RAMALLAH – La rencontre, cette semaine, entre le président des États-Unis, Donald Trump, et le Premier ministre israélien, Benyamin Nétanyahou, la première entre les deux dirigeant depuis que Trump est entré en fonctions, était censée aborder leur commun désir d’annuler l’accord sur le nucléaire avec l’Iran. Mais la légalisation rétroactive par la Knesset des colonies de peuplement et des avant-postes construits en Cisjordanie occupée nécessitera probablement d’en revoir les priorités. Trump et Nétanyahou vont devoir parler de la Palestine.

Trump est résolument en faveur d’Israël. En décembre, il a fustigé la décision de s’abstenir – plutôt que d’opposer son veto – prise par le président Barack Obama lors du vote au Conseil de sécurité des Nations unies de la résolution condamnant les constructions illégales de colonies de peuplement.

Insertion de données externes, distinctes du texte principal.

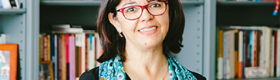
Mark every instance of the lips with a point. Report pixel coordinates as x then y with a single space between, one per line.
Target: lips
148 29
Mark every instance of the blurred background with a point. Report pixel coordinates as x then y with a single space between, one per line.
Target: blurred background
223 39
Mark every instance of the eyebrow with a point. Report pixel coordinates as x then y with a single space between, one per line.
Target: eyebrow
133 2
129 3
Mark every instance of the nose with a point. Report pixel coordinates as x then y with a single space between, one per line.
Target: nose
146 16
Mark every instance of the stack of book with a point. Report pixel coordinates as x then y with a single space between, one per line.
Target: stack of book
71 51
247 52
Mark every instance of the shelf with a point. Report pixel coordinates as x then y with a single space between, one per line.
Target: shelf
191 2
244 3
275 78
97 3
71 3
11 11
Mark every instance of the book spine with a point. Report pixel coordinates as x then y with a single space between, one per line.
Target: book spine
59 57
220 57
86 52
225 53
272 57
45 47
240 55
2 38
72 58
63 58
55 58
275 52
67 56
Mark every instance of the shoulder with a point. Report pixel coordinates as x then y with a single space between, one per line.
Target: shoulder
198 76
90 75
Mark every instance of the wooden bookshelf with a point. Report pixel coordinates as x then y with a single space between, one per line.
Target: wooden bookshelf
11 11
245 3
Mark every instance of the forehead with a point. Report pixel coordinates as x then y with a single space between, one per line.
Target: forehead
135 1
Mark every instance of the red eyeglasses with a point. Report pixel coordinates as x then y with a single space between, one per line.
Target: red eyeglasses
134 12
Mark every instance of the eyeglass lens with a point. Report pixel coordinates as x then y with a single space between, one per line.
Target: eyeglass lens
155 8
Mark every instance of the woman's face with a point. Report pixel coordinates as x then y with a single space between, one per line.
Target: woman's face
147 31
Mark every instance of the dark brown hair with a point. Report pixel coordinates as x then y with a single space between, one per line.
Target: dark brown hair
113 44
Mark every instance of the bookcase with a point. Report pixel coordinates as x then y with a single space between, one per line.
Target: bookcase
246 13
21 27
24 25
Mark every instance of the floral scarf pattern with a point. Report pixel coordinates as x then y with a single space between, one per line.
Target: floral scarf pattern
113 70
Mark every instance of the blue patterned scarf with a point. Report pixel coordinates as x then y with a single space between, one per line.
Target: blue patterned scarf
113 70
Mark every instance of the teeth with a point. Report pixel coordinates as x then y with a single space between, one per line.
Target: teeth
149 29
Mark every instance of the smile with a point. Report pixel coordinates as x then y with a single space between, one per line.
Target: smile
148 29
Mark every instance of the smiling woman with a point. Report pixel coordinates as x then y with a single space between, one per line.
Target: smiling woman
138 37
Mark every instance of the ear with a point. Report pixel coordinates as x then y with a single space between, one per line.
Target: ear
113 20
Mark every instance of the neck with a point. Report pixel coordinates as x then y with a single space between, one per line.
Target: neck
146 61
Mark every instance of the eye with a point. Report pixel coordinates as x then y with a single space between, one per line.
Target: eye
130 9
155 5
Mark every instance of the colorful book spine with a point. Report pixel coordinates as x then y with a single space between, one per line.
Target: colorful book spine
72 62
240 55
220 57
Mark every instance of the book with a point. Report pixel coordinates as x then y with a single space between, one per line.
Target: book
240 55
6 4
8 61
2 38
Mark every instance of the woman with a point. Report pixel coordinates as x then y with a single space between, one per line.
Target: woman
137 37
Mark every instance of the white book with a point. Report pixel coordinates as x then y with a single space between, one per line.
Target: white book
2 38
6 4
91 51
55 57
220 57
240 50
278 55
80 41
98 48
229 54
272 57
225 53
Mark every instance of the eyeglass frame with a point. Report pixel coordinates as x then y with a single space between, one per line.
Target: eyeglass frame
142 8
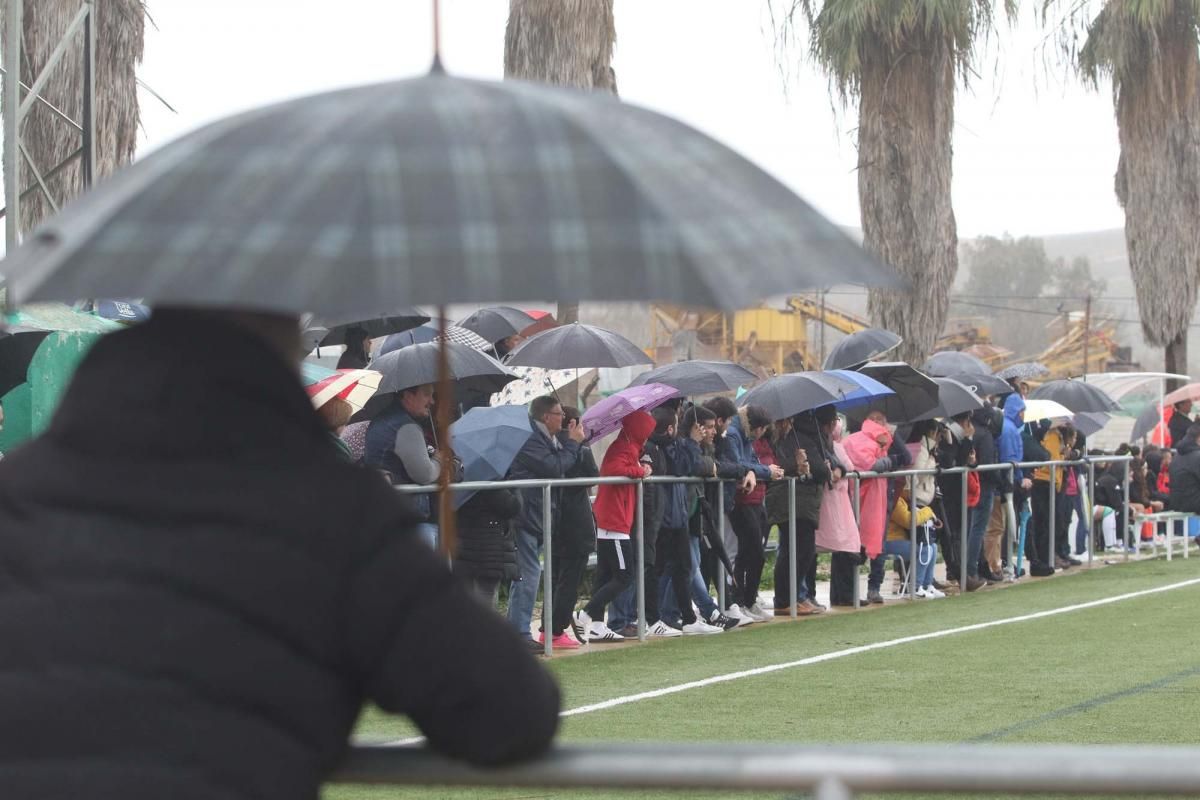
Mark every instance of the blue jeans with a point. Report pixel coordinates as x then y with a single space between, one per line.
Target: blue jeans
523 591
979 517
705 602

Mais l’administration Trump espérait repousser après la rencontre avec Nétanyahou le moment où elle devrait prendre clairement position sur le conflit israélo-palestinien, et plus particulièrement sur l’extension des colonies de peuplement israéliennes dans les territoires occupés. Israël a rendu cette option impossible en annonçant, quelques jours à peine avant la prestation de serment de Trump, la construction de colonies supplémentaires, contraignant le nouveau président à reconnaître que les projets israéliens « n’aident pas » le processus de paix.